Après les événements de 1968, les journaux télévisés, jusque-là très encadrées par le pouvoir gaulliste, gagnent en indépendance. La priorité est donnée au reportage. Le JT de 20 heures du 29 octobre 1969 consacre ainsi une rubrique au nouveau lauréat du Nobel de Littérature, Samuel Beckett, qui ignore encore que le prix lui a été décerné. Il procède à une petite mise en scène : de l'annonce publique du Prix à l'interview de l'éditeur, on se rapproche d'un écrivain qui reste tapi dans l'ombre. Dans ce portrait paradoxal qui nous est livré, Beckett brille par son absence.

Le reportage s'ouvre par un gros plan sur l'orateur qui annonce l'attribution du Nobel à Beckett, « écrivain irlandais et parisien » et le raccord saisissant fait le lien entre le nom et l'image : la caméra zoome sur une photographie de Beckett, qui, perdue dans une bibliothèque aux couleurs des éditions de Minuit, finit par envahir tout l'écran, signalant l'immensité de l'écrivain.

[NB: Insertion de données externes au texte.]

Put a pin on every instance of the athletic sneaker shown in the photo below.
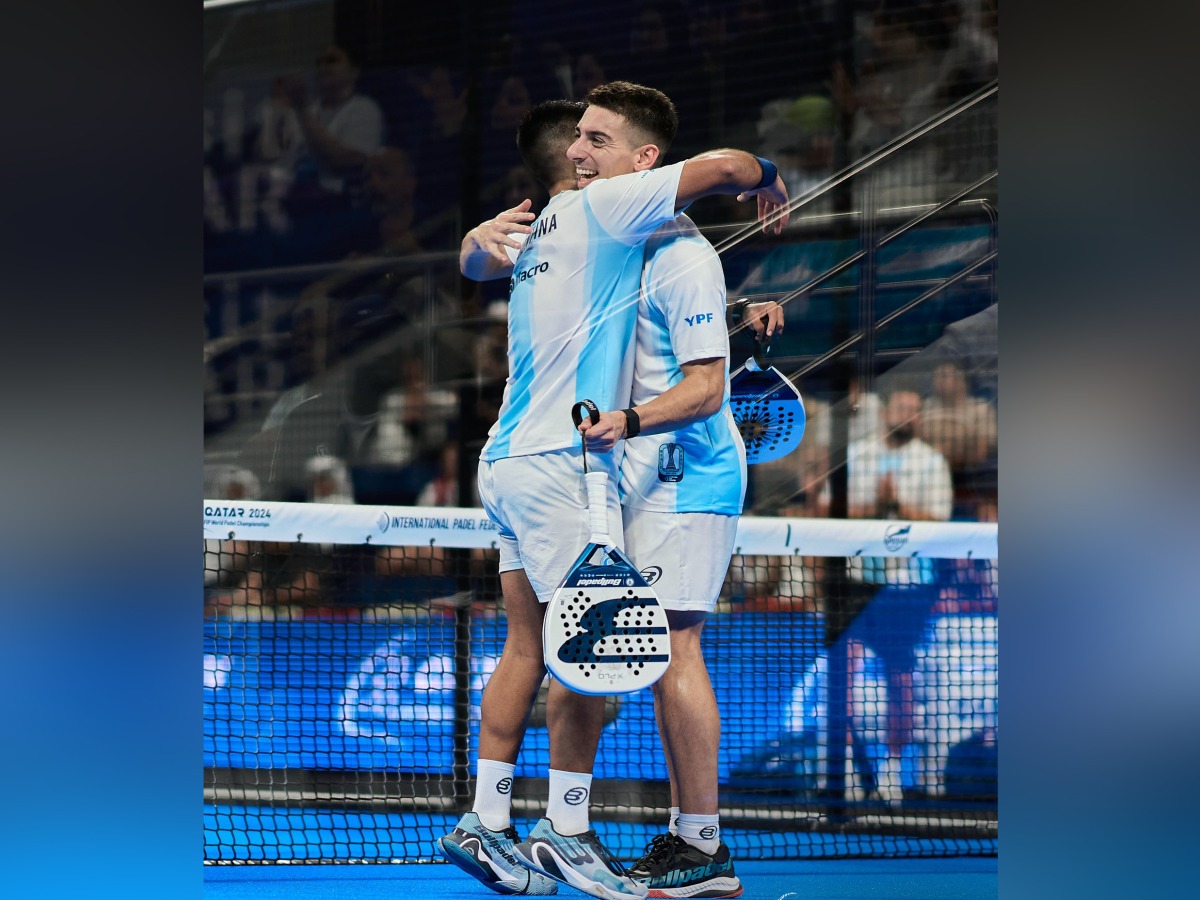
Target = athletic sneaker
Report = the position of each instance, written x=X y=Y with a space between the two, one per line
x=580 y=861
x=675 y=868
x=487 y=856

Dans ce visage déterminé, c'est le regard perçant qui frappe, derrière les petites lunettes rondes. Le raccord avec le travelling sur les livres écrits par Beckett est significatif : c'est toute son œuvre que récompense l'attribution du Prix de Littérature, créé en 1901 à la demande d'Alfred Nobel et décerné à la fin de chaque année par l'académie de Stockholm.

Après un fondu au noir, l'entretien de Jérôme Lindon, qui, debout devant sa bibliothèque, semble un peu mal à l'aise, superpose au point de vue de l'éditeur celui plus intime de l'ami. Le directeur des éditions de Minuit refuse de parler de l'homme Beckett, que caractérisent sa discrétion et sa modestie. Il suggère la grande richesse intellectuelle et humaine d'un homme qu'on ne saurait, contrairement à la manie des journalistes, définir en quelques mots. Une grande admiration perce dans ses propos.

Jérôme Lindon, qui a découvert Beckett avec Molloy, déplore que ses romans en France restent moins connus que son œuvre théâtrale. Face à l'insistance de la journaliste, il rappelle que Beckett, qui n'accorde d'interviews ni ne se laisse photographier, établit une distinction très claire entre son œuvre et sa personne – que, dans son immense modestie, il juge sans intérêt.

Jérôme Lindon refuse donc de livrer celui qui reste volontairement dans l'ombre – seule trace qui demeure : sa photographie dans la bibliothèque. La journaliste comme le téléspectateur en sont donc pour leurs frais : c'est à travers ses textes qu'il faut percer l'énigme Beckett.